Several treatments were associated with decreased likelihood of producing antibodies: radiation therapy for cancer, certain monoclonal antibodies (known as anti-CD20) used by patients with autoimmune disorders and antimetabolites for transplant.

In a previous analysis focusing on patients with cancers of the blood and bone marrow, the team found that 46% did not produce detectable antibodies to the COVID-19 virus. Among those, 77% of patients with chronic lymphocytic leukemia did not produce antibodies.

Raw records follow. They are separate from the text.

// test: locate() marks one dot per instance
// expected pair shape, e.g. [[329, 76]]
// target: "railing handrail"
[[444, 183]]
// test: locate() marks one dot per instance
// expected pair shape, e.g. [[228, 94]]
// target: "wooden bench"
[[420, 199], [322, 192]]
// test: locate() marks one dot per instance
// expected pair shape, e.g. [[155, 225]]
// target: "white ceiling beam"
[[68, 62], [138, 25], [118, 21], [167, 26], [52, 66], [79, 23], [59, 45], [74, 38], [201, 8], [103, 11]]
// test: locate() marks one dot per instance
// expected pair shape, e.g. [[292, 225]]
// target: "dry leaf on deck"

The CoVICS study was among the first to answer a burning question about antibody testing in these patients: Do antibody levels actually reflect how well a body can neutralize a virus? In a subset of 26 immunocompromised patients and 30 healthy controls, the team pitted the virus against samples of these individuals’ blood sera in the lab, then compared the results of these mini cage matches to antibody levels.

The correlation was clear: The more antibodies present, the more likely that person was to neutralize the COVID-19 virus, a relationship that was previously only speculative.

The team is now more confident in saying that people who do not produce antibodies truly are at greater risk of COVID-19 infection, said John Mellors, Distinguished Professor of  Medicine. However, antibodies are not the whole story. Other immune cells, including T-cells, may work to provide additional protection against the COVID-19 virus.

Haidar warns that a positive antibody test is not a free pass to throw caution to the wind.

“At this point, clinical advice does not change for immunocompromised people, whether an antibody test is positive or negative,” he said. Thus vaccination, masking in public and social distancing remain vitally important for people who are immunocompromised.

 

— Elaine Vitone, senior editor of Pitt Med magazine.